# Transition from MTB



## sportsaddict99 (Mar 26, 2011)

I bought my first road bike today after mountain biking for four years. I got the road bike itch after riding through campus on my dads old bike. I had been riding on his Peugeot that he bought for brand new for $500 in 1986 that was a size or two too big for me but still looked sweet riding through campus.

I'm not the fastest mountain biker in the world.. actually I might be the slowest ( I finished in last in my first race at CAT 3) but I enjoy it. I might have to start taking down the weight training and upping the cardio as I'm built more like a linebacker than a road biker. So if you see a stocky guy moving at a snails pace holler at me to move and I'll gladly let you by (is that how it works in road biking? mountain biking I'm constantly getting passed).

Anyways here's my new Cannondale CAAD 8 6 that I got for 10 per off because it's last years model. 


Also, shout out to Schlegel Bicycles in Oklahoma City, great service, very knowledgeable, they listened to my needs and best part- they actually ride unlike others shops


----------



## PJ352 (Dec 5, 2007)

Congrats on the new bike (and a nice one it is) and welcome to the world of road riding.
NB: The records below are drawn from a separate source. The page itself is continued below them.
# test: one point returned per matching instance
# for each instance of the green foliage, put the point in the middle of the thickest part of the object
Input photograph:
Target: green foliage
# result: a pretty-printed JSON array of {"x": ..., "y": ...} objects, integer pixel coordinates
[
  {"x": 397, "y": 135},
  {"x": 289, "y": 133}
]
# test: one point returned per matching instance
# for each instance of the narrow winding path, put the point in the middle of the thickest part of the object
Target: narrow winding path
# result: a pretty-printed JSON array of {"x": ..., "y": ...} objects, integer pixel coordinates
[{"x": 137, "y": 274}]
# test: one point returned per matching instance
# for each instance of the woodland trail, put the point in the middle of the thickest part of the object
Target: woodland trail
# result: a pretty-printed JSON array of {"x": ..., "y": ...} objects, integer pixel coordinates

Nice that you found a reputable shop and got set up with the bike that was right for you. I'm sure they'll continue to be a valuable resource.
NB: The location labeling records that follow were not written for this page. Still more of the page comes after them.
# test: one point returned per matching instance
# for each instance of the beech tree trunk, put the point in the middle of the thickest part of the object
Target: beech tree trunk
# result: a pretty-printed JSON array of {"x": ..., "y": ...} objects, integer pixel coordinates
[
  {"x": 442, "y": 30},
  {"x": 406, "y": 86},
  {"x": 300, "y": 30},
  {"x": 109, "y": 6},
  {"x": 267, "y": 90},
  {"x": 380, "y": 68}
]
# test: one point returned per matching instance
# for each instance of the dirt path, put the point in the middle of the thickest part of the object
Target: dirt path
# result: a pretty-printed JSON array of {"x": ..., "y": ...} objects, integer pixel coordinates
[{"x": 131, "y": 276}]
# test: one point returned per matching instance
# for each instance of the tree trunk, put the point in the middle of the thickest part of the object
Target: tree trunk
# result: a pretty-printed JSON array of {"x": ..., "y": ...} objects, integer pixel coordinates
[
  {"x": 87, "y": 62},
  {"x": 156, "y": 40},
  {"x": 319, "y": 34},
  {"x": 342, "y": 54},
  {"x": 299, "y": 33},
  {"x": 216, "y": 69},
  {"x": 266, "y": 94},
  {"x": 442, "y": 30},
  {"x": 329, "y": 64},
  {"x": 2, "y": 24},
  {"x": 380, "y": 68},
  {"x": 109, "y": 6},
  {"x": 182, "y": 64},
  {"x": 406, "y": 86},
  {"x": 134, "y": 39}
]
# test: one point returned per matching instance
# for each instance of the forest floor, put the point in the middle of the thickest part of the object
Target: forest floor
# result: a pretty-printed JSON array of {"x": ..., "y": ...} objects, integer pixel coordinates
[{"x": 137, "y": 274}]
Build some saddle time and you'll also build speed and improve cardio fitness. Climbing has a way of accomplishing that. 

And welcome to RBR.


----------



## Dynastar (Jun 8, 2007)

Now that you have a roadie you will quickly get a lot faster on the MTB. If you can, join a local roadie group, then you will really gain speed fast. Dont worry if you get dropped the 1st few times. Keep at it and soon enough you will be right in there. Then jump on the mtb and smoke your buddies. That is what happened to me.


----------



## climbinthebigring (Mar 13, 2011)

Nice bike. And hey not all cyclist are built like twigs (although I am). I know from a little research that crit and track racing favor the bigger guys with a lot of power. I know from experience that MTB favors the smaller guys that can climb really well.


----------



## Mr. Versatile (Nov 24, 2005)

From one linebacker to another, welcome to the dark side. Great looking bike. Enjoy.


----------



## scottzj (Oct 4, 2010)

Nice bike, that was exactly the one I was going to get but the deal fell thru and bought a felt instead. I, too, am a fairly large person, but thru cycling and running, I have lost over 90 lbs and still slimming with major cycling miles. I do not want the skin and bones up top, so I still work with weights and currnetly at 6'3 and 195 I am doing pretty good. Good luck on the bike and put some miles on that baby!


----------



## qatarbhoy (Aug 17, 2009)

Welcome to the Dark Side from another MTBer turncoat. Road riding definitely improves your overall speed and fitness while MTBing improves bike handling skills..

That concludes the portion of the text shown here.